The production of each miRNA was quantified with the StepOne Real

The production of each miRNA was quantified with the StepOne Real-Time PCR System (Applied Biosystems). All reactions were carried out in triplicate. The mean value of the threshold cycle (Ct), the intersection between the amplification curve and the threshold line, was normalized using the value of RNU48, a small RNA serving as endogenous control. In addition, a single sample was used as the calibrator sample to correct the values. Then, 2-ΔΔCt values PI3K inhibitor were calculated as relative values.[19] Using a comparative Ct method, relative

expressions of each miRNA were compared between healthy controls and patients with each disease. Parameters related to clinical presentation for miRNA and PBC included ALT, ALP, GGT, total bilirubin (TB), IgG, IgM, and AMA-M2 at the time of miRNA sampling. In addition, histopathological assessment was performed according to the new histologic and grading system for PBC.[20] Briefly, scores for fibrosis and bile duct loss were combined for staging: stage 1, total score of 0; stage 2, score of 1–2; stage 3, score of 3–4; and stage 4, score of 5–6. Cholangitis activity (CA) and hepatitis activity (HA) were graded as CA0-3 and HA0-3, respectively.
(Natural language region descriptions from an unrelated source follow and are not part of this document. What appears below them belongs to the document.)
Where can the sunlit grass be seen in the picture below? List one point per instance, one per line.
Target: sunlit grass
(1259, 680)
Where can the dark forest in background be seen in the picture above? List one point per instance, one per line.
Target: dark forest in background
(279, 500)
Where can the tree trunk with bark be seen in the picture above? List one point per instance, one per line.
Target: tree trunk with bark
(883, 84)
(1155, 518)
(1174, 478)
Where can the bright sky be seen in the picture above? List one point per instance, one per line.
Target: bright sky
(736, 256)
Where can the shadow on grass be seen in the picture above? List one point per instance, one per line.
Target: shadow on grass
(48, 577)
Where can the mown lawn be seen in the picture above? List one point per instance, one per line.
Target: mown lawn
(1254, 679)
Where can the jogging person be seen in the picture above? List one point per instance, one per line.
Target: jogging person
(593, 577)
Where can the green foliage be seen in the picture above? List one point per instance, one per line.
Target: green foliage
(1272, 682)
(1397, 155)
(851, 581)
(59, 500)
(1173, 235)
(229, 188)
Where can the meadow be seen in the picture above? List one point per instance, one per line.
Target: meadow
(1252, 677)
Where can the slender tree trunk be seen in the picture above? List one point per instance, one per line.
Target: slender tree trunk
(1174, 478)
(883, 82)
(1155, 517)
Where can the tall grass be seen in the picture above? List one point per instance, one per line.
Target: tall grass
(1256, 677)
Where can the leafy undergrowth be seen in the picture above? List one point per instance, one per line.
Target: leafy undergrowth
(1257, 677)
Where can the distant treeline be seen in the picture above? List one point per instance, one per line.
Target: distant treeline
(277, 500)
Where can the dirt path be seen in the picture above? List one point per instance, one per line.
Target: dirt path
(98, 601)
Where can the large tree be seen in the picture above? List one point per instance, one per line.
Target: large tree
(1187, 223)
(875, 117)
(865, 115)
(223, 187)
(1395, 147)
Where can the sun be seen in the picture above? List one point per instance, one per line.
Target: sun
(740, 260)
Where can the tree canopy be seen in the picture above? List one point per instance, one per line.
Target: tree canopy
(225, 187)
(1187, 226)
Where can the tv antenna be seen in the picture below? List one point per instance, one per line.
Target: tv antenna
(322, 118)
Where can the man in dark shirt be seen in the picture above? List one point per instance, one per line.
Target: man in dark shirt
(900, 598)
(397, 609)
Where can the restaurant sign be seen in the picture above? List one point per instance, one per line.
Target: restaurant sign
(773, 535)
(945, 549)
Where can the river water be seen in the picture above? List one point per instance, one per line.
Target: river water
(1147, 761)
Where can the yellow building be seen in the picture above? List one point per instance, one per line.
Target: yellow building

Response to PBC treatment was defined by a decrease in ALP of more than 40% of the baseline

value or normal level within 1 year of treatment with ursodeoxycholic acid (UDCA) at a maximum dose of 900 mg/day (n = 7), according to the Barcelona criteria.[21] Administration of Bezafibrate within Syk inhibitor one year after the start of UDCA therapy in some patients was decided on the basis of response to monotherapy with UDCA. Blood samples from PBC patients were obtained during treatment with UDCA and/or bezafibrate. Similarly, blood samples from patients with AIH, PBC-AIH 上海皓元 overlap and SLE were obtained during treatment with prednisolone (5–10 mg/day) and/or UDCA (600 mg/day). The baseline characteristics of PBC and other patients at the time of miRNA sampling

are summarized in Table 1. Data were expressed as mean ± standard deviation (SD). Statistical analysis was performed using Student’s t-test, Pearson’s correlation coefficient and differences were considered statistically significant when the P-value was less than 0.05 in the two-sided test. As shown in Figure 1, there were significant differences in the expression of some miRNAs between healthy controls and patients with autoimmune liver diseases. In PBC, expressions of miR-155 and miR-146a were significantly increased compared to those in healthy controls. Similarly, increased miR-155 expression and decreased miR-26a expression were observed in AIH, and significantly increased expression of miR-155 was observed in PBC-AIH overlap syndrome. In SLE, expressions of miR-155 and miR-16 were significantly increased compared to those in healthy controls.